Aqui está o problema: De acordo com a pesquisa da product.engineer, 85% das startups e empresas em fase de crescimento não tem um time dedicado de user research, segundo o 2023 UXR Industry Report. Mesmo em empresas maiores, pesquisadores são superados por engineers numa proporção de 50 pra 1. Um relatório de 2024 do Pendo Product Benchmarks mostrou que times com loops regulares de sinal de usuário retem usuários 23% mais tempo do que times que dependem apenas de analytics quantitativo. O Continuous Research Report 2023 da Maze mostrou que 72% dos times de produto querem mais pesquisa mas citam falta de tempo como bloqueio.

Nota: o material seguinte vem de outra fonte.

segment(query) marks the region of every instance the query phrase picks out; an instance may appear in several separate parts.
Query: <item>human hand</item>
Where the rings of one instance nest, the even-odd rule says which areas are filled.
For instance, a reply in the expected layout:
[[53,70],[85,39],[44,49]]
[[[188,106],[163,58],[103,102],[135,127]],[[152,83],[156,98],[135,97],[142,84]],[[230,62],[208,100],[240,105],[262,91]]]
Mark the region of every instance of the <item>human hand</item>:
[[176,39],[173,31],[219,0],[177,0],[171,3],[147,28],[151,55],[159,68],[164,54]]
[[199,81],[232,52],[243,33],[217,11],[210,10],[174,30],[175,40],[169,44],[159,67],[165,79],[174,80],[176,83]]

A resposta são engineers que sabem aprender com usuários em 5 minutos, 15 minutos, ou uma hora, e depois incorporam esse sinal diretamente no trabalho. Este guia te dá cinco métodos, cada um com um orçamento de tempo e orientação sobre quando usar qual.
Por que user research para engineers e ignorado (e o que isso custa)
Engineers ignoram user research por três razoes que parecem racionais mas não são.
Razao 1: "Eu tenho analytics." Analytics te dizem o que aconteceu. Raramente te dizem por que. Você vê que 40% dos usuários abandonam no passo 3 do onboarding. Você não consegue ver que eles abandonam porque não entendem o que "workspace" significa no seu contexto. O que sem o por que leva a chutes, e chutes levam a lançar três correções diferentes antes de tropecar na certa.
Razao 2: "O PM cuida disso." O PM falou com usuários duas semanas atrás, sintetizou notas num one-pager, e te entregou uma spec. Na hora que você está implementando, você tem informação de terceira mao filtrada pelo modelo mental de outra pessoa. Um product engineer que fala com usuários diretamente constrói intuicao que nenhum documento consegue transferir.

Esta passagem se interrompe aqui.